Çünkü dünyada demokrasi deneyimi, bunun tek başına yeterli olmadığını ortaya koydu.
Serbest seçimlerde elde edilecek sonucun, halkın iradesini tam olarak yansıtabilmesi de bir diğer olmazsa olmaz koşulu ki biz 12 Eylül’den miras kalan seçim barajı nedeniyle bu sorunu hâlâ çözebilmiş değiliz. Ülkede mevcut siyasi eğilimlerin, varlıkları oranında temsil edilebilmesini sağlayamadık.
Bunun için Kürt partisinin bulduğu çözüm, seçimlere bağımsız adaylar ile girmek ve baraj engelini böylece aşabilmek oldu. İlk bakışta akıllı bir çözüm gibi görünüyordu tabii. Ama bu politika, seçim sisteminin özelliklerinden dolayı, bazı oyların boşa gittiği, boşa giden oyları da sanki en çok oyu alan parti kazanmış gibi sonuçlar verdi.

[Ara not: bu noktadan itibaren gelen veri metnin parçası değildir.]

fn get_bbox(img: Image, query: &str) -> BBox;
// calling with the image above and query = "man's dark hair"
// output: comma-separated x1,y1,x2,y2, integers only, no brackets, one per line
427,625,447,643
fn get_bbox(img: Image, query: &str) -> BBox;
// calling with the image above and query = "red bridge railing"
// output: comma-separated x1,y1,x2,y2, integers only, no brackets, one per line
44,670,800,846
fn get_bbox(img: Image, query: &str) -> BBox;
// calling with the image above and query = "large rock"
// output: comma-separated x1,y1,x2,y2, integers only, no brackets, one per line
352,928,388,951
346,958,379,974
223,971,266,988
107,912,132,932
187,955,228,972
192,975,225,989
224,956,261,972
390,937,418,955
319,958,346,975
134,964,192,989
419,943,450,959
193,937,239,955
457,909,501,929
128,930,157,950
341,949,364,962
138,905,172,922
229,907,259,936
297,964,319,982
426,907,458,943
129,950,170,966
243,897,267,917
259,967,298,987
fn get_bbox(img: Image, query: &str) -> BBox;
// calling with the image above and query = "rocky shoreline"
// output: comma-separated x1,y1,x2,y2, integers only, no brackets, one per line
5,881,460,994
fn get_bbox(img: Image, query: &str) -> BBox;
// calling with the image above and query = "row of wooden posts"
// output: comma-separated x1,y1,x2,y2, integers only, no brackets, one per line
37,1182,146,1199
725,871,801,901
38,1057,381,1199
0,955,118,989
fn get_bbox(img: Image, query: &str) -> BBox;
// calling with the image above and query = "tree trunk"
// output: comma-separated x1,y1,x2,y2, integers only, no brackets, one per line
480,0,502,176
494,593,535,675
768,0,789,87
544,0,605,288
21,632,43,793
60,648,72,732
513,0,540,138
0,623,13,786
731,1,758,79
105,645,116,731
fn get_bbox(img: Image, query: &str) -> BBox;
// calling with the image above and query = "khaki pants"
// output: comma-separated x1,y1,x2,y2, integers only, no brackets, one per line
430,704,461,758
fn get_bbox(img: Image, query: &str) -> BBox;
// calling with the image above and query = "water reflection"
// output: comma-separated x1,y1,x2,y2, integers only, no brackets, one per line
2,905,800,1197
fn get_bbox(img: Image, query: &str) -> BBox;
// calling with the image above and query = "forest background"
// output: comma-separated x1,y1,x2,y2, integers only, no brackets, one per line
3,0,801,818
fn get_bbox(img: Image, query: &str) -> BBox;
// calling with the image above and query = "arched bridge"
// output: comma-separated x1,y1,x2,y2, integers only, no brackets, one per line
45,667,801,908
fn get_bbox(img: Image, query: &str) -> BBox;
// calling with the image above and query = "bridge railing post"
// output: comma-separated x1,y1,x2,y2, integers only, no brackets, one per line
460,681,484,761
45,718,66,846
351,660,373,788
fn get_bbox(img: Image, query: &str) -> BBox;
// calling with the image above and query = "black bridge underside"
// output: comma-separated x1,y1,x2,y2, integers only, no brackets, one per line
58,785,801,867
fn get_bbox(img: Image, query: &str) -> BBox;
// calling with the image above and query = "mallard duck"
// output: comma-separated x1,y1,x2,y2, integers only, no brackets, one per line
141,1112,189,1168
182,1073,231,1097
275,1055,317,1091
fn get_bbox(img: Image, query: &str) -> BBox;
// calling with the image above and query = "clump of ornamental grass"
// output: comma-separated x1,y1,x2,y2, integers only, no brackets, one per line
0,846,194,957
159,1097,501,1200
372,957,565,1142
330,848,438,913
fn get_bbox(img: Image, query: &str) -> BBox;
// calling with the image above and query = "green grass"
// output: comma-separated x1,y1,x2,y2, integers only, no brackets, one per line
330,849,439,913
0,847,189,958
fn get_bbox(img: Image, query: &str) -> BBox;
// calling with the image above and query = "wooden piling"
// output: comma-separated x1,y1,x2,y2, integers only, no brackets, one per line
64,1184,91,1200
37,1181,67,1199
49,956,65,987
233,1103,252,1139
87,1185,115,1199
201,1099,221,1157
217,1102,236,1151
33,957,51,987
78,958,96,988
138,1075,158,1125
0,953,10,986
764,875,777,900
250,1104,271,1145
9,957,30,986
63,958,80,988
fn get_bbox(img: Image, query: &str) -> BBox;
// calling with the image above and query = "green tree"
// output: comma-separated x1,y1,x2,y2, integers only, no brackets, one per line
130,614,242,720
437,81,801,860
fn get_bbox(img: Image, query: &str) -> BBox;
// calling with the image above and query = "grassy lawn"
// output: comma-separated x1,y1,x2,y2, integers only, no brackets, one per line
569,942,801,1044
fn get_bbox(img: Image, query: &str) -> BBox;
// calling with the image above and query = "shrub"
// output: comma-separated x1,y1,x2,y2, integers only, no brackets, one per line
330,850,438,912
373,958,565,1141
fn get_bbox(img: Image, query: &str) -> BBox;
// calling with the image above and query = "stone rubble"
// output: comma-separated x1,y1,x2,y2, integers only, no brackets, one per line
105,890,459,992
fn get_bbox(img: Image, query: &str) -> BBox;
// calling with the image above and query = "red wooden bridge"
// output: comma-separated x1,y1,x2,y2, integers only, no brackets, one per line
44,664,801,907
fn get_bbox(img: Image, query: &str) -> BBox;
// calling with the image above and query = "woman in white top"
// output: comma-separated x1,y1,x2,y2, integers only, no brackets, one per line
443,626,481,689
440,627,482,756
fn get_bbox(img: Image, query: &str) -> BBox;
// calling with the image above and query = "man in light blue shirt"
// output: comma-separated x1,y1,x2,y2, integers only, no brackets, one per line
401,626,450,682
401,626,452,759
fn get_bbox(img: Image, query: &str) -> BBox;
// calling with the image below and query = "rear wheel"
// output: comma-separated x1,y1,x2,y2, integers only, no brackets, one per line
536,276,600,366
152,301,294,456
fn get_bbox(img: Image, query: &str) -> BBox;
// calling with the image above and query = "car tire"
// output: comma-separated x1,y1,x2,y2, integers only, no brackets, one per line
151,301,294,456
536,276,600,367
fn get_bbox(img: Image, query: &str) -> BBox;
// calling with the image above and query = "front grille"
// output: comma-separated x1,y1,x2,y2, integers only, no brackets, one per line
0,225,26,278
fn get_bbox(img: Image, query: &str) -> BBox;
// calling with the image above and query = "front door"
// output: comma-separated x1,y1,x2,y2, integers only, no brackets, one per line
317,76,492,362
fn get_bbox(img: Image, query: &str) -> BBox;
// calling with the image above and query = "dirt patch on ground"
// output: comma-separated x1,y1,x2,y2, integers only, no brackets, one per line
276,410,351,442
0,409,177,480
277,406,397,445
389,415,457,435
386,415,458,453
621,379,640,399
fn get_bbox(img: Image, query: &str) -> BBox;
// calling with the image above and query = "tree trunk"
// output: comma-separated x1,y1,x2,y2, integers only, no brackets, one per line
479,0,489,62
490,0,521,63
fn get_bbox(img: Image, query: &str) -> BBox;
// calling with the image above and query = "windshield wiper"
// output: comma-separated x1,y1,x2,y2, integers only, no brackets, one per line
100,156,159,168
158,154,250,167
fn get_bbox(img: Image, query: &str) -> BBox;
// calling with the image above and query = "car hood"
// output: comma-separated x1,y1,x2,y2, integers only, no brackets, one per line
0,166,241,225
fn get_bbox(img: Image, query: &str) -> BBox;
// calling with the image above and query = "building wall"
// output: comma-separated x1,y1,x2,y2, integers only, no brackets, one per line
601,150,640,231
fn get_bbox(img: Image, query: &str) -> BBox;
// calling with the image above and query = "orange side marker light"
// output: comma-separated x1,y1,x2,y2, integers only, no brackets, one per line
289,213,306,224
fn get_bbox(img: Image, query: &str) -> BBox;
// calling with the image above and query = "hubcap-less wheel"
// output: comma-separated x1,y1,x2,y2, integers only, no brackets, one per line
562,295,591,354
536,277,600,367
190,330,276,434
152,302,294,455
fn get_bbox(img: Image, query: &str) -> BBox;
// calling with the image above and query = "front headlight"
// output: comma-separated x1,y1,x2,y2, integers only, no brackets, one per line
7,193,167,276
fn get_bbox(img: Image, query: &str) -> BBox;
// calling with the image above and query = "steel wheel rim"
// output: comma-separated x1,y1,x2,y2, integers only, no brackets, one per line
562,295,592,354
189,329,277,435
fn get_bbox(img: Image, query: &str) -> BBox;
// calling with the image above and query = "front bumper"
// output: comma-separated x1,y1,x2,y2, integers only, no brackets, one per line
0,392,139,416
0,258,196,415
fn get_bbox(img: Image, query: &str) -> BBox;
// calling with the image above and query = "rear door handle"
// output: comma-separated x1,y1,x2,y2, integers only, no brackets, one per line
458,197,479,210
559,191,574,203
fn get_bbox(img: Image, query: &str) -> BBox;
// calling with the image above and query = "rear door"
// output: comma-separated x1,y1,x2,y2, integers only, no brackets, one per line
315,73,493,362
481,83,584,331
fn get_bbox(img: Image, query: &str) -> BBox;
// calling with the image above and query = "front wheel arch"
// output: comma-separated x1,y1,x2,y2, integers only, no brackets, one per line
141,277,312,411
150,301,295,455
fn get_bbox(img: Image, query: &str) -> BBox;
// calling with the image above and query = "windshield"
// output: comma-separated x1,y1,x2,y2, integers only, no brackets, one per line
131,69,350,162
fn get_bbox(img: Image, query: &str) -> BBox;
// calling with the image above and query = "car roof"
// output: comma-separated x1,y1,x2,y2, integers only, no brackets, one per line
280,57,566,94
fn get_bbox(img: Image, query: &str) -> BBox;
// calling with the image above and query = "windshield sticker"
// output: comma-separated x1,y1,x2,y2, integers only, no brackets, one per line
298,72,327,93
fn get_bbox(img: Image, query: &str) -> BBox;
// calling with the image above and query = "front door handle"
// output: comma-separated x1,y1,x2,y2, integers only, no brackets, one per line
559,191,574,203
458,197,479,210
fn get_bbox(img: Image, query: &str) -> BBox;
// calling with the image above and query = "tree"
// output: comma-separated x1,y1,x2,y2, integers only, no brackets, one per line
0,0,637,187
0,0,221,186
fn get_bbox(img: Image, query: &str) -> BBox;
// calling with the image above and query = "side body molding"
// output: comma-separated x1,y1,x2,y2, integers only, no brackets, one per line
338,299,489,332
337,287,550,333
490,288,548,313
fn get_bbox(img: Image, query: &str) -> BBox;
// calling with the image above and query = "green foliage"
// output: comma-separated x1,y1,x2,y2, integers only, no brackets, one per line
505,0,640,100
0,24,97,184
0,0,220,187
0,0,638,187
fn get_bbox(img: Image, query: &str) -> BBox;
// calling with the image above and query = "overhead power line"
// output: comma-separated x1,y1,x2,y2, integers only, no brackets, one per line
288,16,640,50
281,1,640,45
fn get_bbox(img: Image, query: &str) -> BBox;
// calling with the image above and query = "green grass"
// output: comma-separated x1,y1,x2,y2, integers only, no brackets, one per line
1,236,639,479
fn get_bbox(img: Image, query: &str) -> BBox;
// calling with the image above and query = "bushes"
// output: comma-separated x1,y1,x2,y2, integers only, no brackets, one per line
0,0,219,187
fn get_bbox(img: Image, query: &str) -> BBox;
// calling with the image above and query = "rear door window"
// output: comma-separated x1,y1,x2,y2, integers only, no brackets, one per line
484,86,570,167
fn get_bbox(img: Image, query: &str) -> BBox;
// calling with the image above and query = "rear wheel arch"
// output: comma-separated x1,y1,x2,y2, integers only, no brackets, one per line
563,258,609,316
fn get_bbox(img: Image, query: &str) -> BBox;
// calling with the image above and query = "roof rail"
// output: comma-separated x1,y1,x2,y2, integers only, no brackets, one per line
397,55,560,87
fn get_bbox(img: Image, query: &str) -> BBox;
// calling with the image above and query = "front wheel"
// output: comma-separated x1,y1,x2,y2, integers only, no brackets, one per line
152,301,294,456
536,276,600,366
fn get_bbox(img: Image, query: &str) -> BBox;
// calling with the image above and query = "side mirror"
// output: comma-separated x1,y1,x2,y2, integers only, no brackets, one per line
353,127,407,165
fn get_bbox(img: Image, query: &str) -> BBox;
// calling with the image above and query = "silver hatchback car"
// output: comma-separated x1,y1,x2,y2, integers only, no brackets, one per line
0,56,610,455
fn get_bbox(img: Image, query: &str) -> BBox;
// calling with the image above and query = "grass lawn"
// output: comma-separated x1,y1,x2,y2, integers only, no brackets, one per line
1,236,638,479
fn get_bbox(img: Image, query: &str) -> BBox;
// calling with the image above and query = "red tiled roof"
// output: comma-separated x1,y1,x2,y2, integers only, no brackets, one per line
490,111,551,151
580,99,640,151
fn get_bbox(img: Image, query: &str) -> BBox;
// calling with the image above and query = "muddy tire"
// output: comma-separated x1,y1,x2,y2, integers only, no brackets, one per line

Kürt partileri, hak ettiklerinden daha az sayıda milletvekili ile TBMM’de temsil olanağı bulunca da sanki her şey yolundaymış gibi bir durum ortaya çıktı. Bu sayede seçim sisteminin rezilliği gözlerden kaçırılabildi. Konu yeniden ısındığına göre artık bir şeyler yapmanın zamanı gelmiştir umarım.